Remakes of white films with the protagonists turned Black were also evident in the Blaxploitation era. The urban drama Uptight (1968), set in Cleveland’s Hough neighborhood during the Black Power era, was an updated and transplanted version of the 1935 drama The Informer, about the Irish war for independence from Britain. Uptight focused on Black militants in the streets of Cleveland following the assassination of Martin Luther King Jr. The Lost Man (1969), was also a remake of the British noir drama about the Irish Republican Army, Odd Man Out (1947). The Black gangster drama, Cool Breeze (1972), was based on the classic crime noir, The Asphalt Jungle (1950), while Hit Man (1972) was a quick copy of the 1971 British crime thriller, Get Carter.

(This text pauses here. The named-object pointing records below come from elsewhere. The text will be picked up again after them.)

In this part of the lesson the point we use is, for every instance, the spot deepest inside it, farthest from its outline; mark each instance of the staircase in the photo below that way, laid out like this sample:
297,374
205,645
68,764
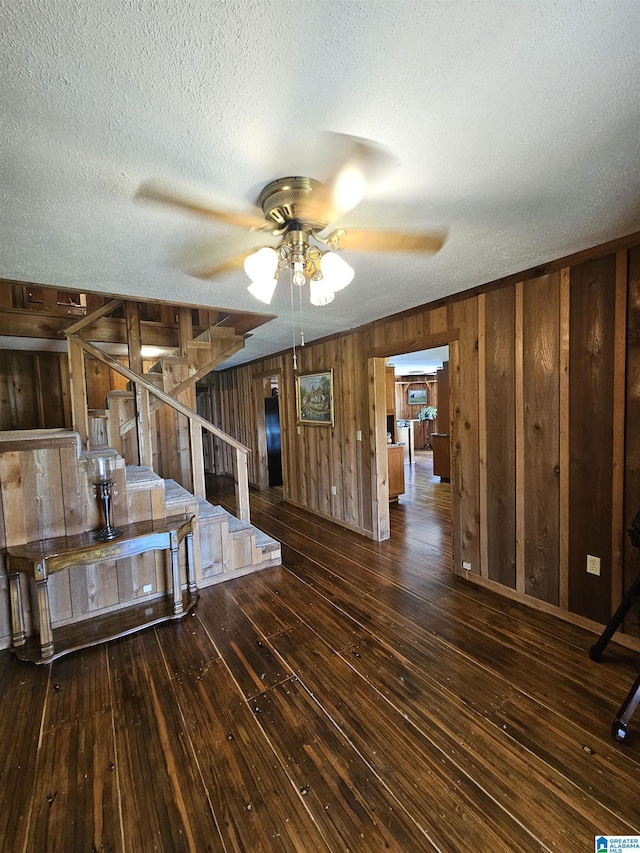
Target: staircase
224,546
157,432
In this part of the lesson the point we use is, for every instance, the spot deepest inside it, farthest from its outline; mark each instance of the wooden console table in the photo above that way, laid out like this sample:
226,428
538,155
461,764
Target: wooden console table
46,556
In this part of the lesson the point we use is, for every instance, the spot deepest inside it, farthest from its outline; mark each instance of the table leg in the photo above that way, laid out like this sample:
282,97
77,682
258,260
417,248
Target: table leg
46,634
619,727
175,571
18,635
191,580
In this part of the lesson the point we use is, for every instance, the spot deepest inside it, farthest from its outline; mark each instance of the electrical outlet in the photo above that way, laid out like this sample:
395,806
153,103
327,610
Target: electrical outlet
593,565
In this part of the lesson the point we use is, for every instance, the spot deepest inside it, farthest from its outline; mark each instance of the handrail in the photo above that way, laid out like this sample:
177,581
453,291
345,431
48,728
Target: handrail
242,452
157,392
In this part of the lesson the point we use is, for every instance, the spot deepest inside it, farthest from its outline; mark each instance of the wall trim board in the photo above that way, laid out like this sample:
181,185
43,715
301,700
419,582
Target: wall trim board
414,344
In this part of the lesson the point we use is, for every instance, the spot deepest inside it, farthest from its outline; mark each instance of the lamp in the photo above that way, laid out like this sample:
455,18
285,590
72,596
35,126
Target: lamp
102,464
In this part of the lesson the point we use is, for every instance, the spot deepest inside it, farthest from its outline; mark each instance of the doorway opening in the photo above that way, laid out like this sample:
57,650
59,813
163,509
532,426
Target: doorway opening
272,428
418,422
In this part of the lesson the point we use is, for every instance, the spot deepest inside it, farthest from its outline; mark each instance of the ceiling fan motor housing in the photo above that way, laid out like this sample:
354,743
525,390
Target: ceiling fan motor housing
294,200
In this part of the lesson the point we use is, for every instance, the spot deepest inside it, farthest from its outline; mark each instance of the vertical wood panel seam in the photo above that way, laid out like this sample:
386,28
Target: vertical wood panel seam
519,435
618,414
482,436
563,532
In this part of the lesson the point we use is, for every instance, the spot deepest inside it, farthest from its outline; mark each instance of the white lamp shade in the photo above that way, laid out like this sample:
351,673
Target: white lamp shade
321,293
261,265
263,289
337,273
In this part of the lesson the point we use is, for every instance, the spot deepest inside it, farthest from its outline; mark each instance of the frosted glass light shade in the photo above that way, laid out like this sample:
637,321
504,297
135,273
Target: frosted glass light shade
262,264
101,464
337,273
263,289
321,292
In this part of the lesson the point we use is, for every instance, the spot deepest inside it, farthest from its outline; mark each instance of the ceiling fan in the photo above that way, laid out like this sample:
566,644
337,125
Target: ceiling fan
299,211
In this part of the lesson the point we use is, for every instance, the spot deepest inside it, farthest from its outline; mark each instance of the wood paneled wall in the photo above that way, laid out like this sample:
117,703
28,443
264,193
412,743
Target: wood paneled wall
545,426
34,390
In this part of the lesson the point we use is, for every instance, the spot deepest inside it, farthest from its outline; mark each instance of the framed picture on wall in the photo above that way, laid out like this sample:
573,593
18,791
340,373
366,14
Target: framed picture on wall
314,398
417,396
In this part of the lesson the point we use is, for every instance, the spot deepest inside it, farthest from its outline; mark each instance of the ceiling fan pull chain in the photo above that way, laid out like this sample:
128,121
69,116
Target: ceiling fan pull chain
301,318
293,322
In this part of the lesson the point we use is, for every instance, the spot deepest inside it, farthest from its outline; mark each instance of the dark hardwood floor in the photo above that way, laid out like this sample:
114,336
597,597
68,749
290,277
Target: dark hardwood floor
359,698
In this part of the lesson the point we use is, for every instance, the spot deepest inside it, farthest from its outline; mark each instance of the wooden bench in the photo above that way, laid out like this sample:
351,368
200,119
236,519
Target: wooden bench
46,556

Black westerns were also part of the Blaxploitation genre. Ex-National Football League (NFL) athlete Fred Williamson starred in The Soul of Nigger Charley (1973) and Boss Nigger (1975), and joined fellow NFL ex-athlete Jim Brown in Take a Hard Ride (1975). These films were far below the quality of later Black themed westerns such as Django Unchained (2012) and The Hateful Eight (2015). They did not even rank with their 1972 contemporary film, Buck and the Preacher, starring Sidney Poitier and Harry Belafonte. America’s sordid history of slavery was also exploited in movies such as Slaves (1969), Mandingo (1975), and Drum (1976). None of them reached the caliber of 12 Years a Slave (2013). In fact, neither Slaves, Mandingo, or Drum could compare with Burn! (1969), the Italian production about politics, capitalism, and colonialism set against the backdrop of a slave revolt in a fictional Portuguese colony which featured Marlon Brando.
So-called Blaxploitation films did manage to deliver the message that Black Lives Matter 50 years before the BLM movement emerged on the U.S. political scene. If Hollywood had previously depicted Black and white gays as jesters and scoundrels, the 1976 film Carwash presented a gay male cross-dresser as a more positive role model. Lady Sings the Blues (1972) and Sparkle (1976) did not have the production budget of the later Dreamgirls (2006), but both gave valuable insights into the struggles of African American women in the white, male dominated music industry.
The Education of Sonny Carson (1974), Cooley High (1975), and Cornbread, Earl and Me (1975) were brutally realistic coming-of-age depictions of African American youth. Leadbelly (1976) shined needed light on the early 20th century era of Black rural poverty in the South which gave birth to the blues, while The Bingo Long and Traveling All-Stars & Motor Kings (1976) provided historical insight into the Negro baseball leagues of the 1920s through 1940s. Sounder (1972) and The River Niger (1976) featured Black family resilience in a racist society. The urban crime drama, Across 110th Street (1972), with its riveting soundtrack by African American R&B singer Bobby Womack, revealed what Black people already knew, that Black crime and police corruption went hand in hand.
While it has been characteristic of film critics of the time and film historians of later periods to dismiss the entire Blaxploitation era as one of mediocre films generating powerfully negative stereotypes of Black people, the story is far more complicated than that. True, there were hundreds of completely and gladly forgettable films, but few can argue that films such as Sounder or even Shaft, Superfly, and especially Sweet Sweetback’s Baadasssss Song spoke to Black audiences in ways that had never happened before and broadened and reshaped the narrative of Black life in the late 20th century United States.